China's Banks Logged a Net 92.6 Billion Yuan in FX Purchases in May, SAFE Says
China's commercial banks registered net foreign-exchange purchases of 92.6 billion yuan in May, according to data released by the State Administration of Foreign Exchange (SAFE). The figure implies roughly $12.8 billion of net demand for foreign currencies.
Net FX purchases measure the difference between banks' FX settlement transactions (buying foreign currency for clients) and FX sales (converting foreign currency back into yuan). A positive reading indicates a net shift out of yuan and into foreign currencies.
For April, SAFE data showed total bank FX settlements of about 1,767.3 billion yuan, versus FX sales of roughly 1,492.0 billion yuan. The scale underscores the heavy monthly turnover tied to trade-related currency conversion in the world's largest goods-exporting economy.
The People's Bank of China (PBOC) and SAFE jointly oversee foreign-exchange reserves and broader currency management. A sustained pattern of net FX buying by commercial banks is monitored as a signal of where pressures may be building.
Drivers of foreign-currency demand
Trade flows remain the primary source of FX activity. Exporters receive foreign currencies when shipping goods overseas, while importers require FX to pay for commodities, energy, and intermediate inputs.
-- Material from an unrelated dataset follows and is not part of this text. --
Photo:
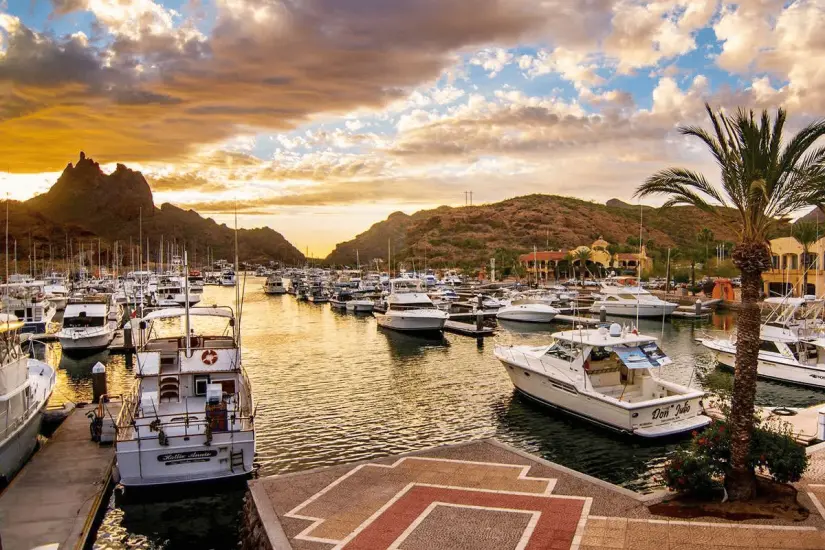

Capital-related transactions also contribute, including outbound corporate investment, dividend remittances to overseas shareholders, and expenses such as foreign education.
Those outflows can be partly offset by foreign direct investment into China and portfolio inflows. China's capital account is not fully liberalized, leaving authorities with significant control over cross-border flows. SAFE administers quotas, monitors transactions, and can tighten or relax channels depending on macro conditions.
Historically, swings in net FX positions have moved closely with the trade surplus and PBOC currency-management strategy. In episodes of yuan weakness, net purchases often rise as firms hedge exposure or accelerate conversion.
Implications for investors
The latest figures suggest traditional banking channels remain the main conduit for cross-border FX activity in China. Longstanding restrictions on cryptocurrency trading and mining mean yuan-to-crypto conversions are not reflected in these data in any meaningful way.
For traders and portfolio managers, the practical takeaway is to track SAFE's monthly releases for shifts in the pattern. Any break—driven by an escalation in trade tensions, a sharp yuan devaluation, or unexpected capital controls—could spill over into global risk assets, including digital currencies that have become more sensitive to macro developments.